More feature improvements

  • Users can now move individual blog posts between spaces.
  • Administrators can disable individual space blueprints across an entire Confluence site.
  • New parameters for the attachments macro - you can choose to show or hide previews and CreatedDate is now available as a sort option. 
  • @mentions autocomplete now recognizes full name, user name or part of a name.  
  • Ability to insert markdown into a Confluence page. Go to Insert > Markup and choose Markdown. Confluence will convert your content to Confluence editor format (this is a one way process)
  • Improvements to the JIRA Issues macro including: 
    • JIRA status lozenges
    • improved PDF export
    • sort column headings
    • ability to create issues in projects that contain required fields. System fields and some custom field types (plain text field types only) are supported. 
    • ability to display a single issue as a table, with customizable column headings

New EAP Documentation

Full documentation for this EAP release can be found in the new Confluence EAP documentation space.  This space will be updated with the latest documentation shortly after the release of a milestone or beta. 

Giving feedback

We'd love your feedback so please:

  • Feel free to comment on this page with your feedback, or
  • Send us your comments via the 'Got Feedback' option in the header of your EAP Confluence site.

Upgrade notes

For standalone Confluence installations follow the usual upgrade instructions to upgrade your test site to this release.

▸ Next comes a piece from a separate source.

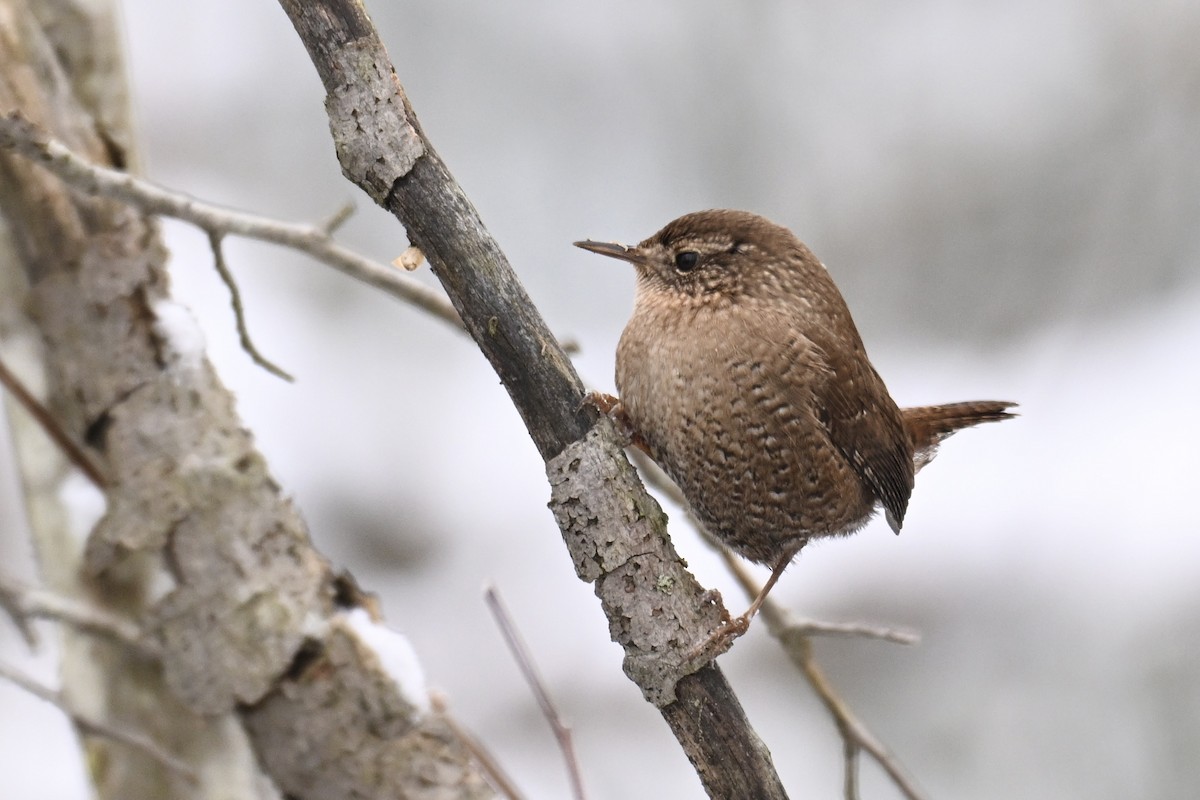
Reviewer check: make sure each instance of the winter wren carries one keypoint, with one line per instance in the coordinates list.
(743, 376)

For clustered installations the following extra steps apply. 

Follow the normal upgrade procedure, but execute the following steps immediately after shutting down the existing cluster:

  1. Create a directory that is visible to all cluster nodes in the same path.
  2. Shut down the cluster.
  3. Edit confluence.cfg.xml in the home directory of each node and add a new property called confluence.cluster.home with the path of the shared directory as the value. Example:

    <property name="confluence.cluster.home">/mnt/confluence-shared-home</property>
  4. Move all the files/directories from a home directory on one node to the new shared home directory except for the following:
    • config
    • confluence.cfg.xml
    • index
    • temp
    • bundled-plugins
    • plugin-cache-*
    • plugins-cache
    • plugins-osgi-cache
    • plugins-temp
  5. Remove the moved files/directories from the home directories on all other nodes.